The Versatile Turbofan Aircraft That Dominated During The Southeast Asia War

The A-7 Corsair II was first delivered to the United States Air Force in 1968 and continued to serve until after the first Gulf War. It first saw combat directly in the middle of the Vietnam War and the greater Southeast Asia War where it was used extensively as a ground attack jet, rescue mission defender, and even a fighter jet if the need arose. A total of 535 A-7s across all variations were produced with 459 planes delivered to the U.S.A.F. and the remaining aircraft seeing service with the U.S. Navy.

In Southeast Asia, Corsair IIs of the 354th Tactical Fighter Wing launched out of Korat Royal Thai Air Force Base in Thailand made their name known to enemy forces. For armament, the A-7 was equipped with an M61A1 "Vulcan" 20mm rotary cannon and 15,000 of whatever ordnance the Air Force or the Navy could strap to its wings or fit into the bomb bays. The powerplant was a single Allison TF41 turbofan engine that produced 14,250 pounds of thrust. According to the U.S. Navy, A-7s were used extensively in Operation Linebacker which focused bombing raids on both the Vietnamese city of Hanoi and other targets in Southeast Asia.

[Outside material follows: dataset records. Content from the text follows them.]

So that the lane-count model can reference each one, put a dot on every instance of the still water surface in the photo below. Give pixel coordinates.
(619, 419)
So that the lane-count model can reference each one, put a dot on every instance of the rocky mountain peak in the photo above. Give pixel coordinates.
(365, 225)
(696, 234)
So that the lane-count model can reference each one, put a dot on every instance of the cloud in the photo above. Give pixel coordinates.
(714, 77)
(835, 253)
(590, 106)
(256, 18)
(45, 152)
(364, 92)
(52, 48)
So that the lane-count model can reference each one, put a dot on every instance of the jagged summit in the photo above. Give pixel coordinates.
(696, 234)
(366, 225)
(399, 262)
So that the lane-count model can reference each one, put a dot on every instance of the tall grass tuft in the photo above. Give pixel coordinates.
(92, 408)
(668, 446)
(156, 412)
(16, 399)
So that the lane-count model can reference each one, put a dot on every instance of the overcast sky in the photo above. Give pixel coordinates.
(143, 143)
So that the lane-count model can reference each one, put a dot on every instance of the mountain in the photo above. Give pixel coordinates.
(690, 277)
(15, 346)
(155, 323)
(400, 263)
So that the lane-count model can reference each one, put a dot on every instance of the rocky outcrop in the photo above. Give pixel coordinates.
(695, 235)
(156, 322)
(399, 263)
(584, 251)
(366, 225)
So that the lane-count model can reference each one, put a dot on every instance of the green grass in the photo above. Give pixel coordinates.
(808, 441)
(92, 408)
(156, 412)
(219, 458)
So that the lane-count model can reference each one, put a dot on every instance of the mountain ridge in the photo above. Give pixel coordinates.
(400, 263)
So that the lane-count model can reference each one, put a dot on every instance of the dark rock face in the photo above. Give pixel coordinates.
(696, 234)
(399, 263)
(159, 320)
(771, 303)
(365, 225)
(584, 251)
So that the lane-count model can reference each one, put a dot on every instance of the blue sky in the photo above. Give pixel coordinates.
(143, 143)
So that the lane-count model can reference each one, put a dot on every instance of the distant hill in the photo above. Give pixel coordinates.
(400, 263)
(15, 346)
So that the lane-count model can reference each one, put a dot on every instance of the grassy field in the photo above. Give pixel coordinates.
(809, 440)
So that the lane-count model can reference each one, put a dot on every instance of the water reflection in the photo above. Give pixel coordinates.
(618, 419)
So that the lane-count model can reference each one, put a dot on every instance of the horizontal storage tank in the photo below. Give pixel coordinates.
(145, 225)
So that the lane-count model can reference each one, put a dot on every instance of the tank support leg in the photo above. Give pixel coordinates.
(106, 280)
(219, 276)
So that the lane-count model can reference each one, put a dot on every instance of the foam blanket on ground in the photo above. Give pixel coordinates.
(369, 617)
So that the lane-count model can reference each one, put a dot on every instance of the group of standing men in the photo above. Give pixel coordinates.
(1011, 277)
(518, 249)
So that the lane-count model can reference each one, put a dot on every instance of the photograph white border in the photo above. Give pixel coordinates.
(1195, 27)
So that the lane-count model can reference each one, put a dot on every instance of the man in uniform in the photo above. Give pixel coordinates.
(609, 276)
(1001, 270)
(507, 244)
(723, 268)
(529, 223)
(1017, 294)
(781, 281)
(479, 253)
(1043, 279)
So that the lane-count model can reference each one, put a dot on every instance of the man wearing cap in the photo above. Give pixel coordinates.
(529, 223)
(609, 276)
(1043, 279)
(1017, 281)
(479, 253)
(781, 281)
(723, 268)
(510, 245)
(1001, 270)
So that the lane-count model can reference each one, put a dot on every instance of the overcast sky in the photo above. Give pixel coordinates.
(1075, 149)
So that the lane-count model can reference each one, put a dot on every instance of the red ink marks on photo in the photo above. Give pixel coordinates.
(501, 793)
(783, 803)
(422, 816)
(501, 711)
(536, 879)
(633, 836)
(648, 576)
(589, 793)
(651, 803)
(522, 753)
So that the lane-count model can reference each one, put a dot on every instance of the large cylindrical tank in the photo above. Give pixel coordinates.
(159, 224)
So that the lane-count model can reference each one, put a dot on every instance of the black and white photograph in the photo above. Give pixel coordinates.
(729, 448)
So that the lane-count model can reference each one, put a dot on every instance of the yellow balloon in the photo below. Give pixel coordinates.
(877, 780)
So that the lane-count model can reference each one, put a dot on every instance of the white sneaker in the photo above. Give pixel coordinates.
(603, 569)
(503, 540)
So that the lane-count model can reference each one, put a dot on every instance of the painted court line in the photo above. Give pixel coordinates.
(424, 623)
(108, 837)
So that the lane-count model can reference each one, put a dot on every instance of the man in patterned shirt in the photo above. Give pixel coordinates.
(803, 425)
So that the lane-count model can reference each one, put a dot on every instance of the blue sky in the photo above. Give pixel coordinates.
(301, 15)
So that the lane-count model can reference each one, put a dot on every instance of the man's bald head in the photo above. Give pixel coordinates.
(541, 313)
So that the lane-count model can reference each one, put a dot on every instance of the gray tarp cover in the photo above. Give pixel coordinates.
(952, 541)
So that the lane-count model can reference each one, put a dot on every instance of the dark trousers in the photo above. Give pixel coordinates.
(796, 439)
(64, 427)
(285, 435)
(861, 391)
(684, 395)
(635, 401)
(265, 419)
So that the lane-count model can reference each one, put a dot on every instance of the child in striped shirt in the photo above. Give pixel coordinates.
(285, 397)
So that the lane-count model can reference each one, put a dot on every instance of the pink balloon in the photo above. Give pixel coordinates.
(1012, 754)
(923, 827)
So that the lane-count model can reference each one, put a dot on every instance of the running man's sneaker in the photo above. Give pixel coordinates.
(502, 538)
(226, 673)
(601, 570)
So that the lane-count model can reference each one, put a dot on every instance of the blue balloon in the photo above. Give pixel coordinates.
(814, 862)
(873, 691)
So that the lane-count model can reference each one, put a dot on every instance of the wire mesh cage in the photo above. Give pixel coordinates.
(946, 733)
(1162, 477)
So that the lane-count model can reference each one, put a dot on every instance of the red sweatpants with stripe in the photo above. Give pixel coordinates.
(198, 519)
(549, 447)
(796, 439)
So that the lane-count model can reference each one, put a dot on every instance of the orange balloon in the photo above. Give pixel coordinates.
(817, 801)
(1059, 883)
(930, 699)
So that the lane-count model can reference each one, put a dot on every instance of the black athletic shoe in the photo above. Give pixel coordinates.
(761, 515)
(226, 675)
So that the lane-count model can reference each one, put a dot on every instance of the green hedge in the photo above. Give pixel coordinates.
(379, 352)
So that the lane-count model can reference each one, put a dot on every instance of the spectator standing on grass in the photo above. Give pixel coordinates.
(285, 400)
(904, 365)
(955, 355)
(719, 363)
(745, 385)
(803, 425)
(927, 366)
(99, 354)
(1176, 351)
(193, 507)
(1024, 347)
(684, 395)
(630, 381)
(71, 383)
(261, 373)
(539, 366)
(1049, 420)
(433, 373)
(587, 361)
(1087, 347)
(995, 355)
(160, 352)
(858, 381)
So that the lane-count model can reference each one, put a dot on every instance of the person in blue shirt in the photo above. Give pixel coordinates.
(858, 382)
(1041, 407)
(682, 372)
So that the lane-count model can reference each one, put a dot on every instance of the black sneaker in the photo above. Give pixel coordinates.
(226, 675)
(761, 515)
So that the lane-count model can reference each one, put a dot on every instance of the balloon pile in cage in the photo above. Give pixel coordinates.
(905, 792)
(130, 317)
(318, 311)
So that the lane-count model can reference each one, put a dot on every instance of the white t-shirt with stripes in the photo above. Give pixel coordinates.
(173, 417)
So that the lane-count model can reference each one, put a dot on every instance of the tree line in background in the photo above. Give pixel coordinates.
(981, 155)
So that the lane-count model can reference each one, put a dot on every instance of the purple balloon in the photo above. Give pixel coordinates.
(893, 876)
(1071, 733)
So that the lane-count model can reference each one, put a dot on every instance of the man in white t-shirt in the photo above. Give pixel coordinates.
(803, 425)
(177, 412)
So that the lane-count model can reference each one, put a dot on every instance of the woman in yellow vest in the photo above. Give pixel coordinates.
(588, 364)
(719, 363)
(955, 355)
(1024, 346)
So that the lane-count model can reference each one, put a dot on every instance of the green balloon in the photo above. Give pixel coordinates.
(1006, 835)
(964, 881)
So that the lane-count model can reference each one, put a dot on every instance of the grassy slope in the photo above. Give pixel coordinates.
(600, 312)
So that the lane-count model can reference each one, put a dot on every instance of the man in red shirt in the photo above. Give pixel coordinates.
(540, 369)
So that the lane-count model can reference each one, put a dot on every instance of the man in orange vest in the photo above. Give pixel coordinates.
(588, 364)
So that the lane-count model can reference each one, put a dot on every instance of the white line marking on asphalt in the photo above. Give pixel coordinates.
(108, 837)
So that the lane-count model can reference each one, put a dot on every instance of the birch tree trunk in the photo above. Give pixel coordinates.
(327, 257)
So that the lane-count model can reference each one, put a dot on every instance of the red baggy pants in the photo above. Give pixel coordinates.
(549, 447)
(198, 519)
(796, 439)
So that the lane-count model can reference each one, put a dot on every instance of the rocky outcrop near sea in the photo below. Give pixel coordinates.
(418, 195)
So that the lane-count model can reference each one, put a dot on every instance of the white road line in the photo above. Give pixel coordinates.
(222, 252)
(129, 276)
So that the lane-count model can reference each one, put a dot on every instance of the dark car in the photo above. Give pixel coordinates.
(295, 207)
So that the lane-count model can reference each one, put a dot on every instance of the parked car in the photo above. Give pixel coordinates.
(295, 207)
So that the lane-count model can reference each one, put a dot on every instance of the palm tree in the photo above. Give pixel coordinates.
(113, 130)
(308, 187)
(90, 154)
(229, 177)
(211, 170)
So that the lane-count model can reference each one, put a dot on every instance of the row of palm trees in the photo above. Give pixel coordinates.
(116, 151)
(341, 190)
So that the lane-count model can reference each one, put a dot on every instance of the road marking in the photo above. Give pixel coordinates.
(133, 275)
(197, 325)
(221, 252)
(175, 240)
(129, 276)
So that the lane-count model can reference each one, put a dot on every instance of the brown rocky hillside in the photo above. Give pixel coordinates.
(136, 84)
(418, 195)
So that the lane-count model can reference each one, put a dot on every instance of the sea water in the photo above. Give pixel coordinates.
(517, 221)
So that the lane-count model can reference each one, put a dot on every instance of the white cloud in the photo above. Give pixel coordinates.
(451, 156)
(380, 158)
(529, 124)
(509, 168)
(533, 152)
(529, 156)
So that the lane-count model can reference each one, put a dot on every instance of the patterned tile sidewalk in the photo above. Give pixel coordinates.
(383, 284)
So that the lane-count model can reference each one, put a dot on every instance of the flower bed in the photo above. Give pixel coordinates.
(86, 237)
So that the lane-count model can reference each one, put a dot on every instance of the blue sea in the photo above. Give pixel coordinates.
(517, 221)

Serving across multiple theaters of combat

An A-7 Corsair II, flown by the late Major Colin A. Clarke on November 18, 1972, assisted in the rescue of two stranded Air Force personnel in Vietnam. Major Clarke was able to weave through incoming enemy fire from the ground and direct crews to the location of the airmen. The Corsair II's offensive capabilities allowed it to not only ensure the safety of the rescue crew and subsequently the two airmen, but it was also able to knock enemy forces out of the fight. For his efforts, Major Clarke was awarded an Air Force Cross. That specific aircraft is on display at the National Museum of the Air Force. 

When hostilities ceased in Southeast Asia, the A-7 saw continued service in the Air National Guard of several states and Puerto Rico. Additionally, Corsair II fought in Panama and was part of the initial wave of bombing against Saddam Hussein's forces in Baghdad during the very first night of the first Gulf War.